Courting the Kalenjin: The failure of dynasticism and the strength of the ODM wave in Kenya's Rift Valley province
Gabrielle Lynch (G.lynch{at}leeds.ac.uk) is a Lecturer in Africa and the Politics of Development at the School of Politics and International Studies, University of Leeds. The arguments in this article are informed by fieldwork undertaken in 2004, 2005, December 2007–January 2008, and July 2008. The author would like to thank Tania Edwards and Susanne Mueller for their helpful comments. The arguments presented were developed in conversations with David Anderson and many friends and interviewees who have made research over the years possible and fruitful.

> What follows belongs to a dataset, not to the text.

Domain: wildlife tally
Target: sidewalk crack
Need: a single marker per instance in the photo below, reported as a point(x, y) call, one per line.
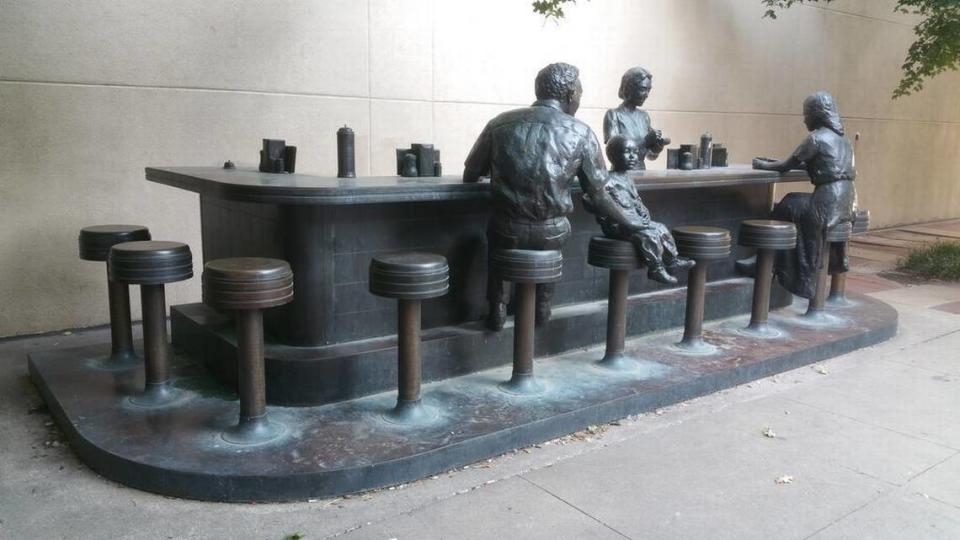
point(566, 502)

This article explains the strength of the ODM wave in the 2007 Kenyan election and the popular rejection of Daniel arap Moi's call to re-elect President Mwai Kibaki across the Kalenjin areas of the Rift Valley. It examines the election campaigns, voting patterns, and aftermath of the contested election, and reveals why most Kalenjin dismissed Moi's pleas as self-interested and were instead drawn towards the pledges and leadership of the Orange Democratic Movement (ODM). The article discusses how a strongly ethnicized discourse of persecution and bias was interwoven with narratives of past and potential injustice, leading to the vilification of the Kibaki regime and the casting of ODM as the vehicle of meaningful change. In addition, it argues that local understandings and interpretations of the past and present provide the relevant context for understanding subsequent violence and attacks on the Kikuyu community.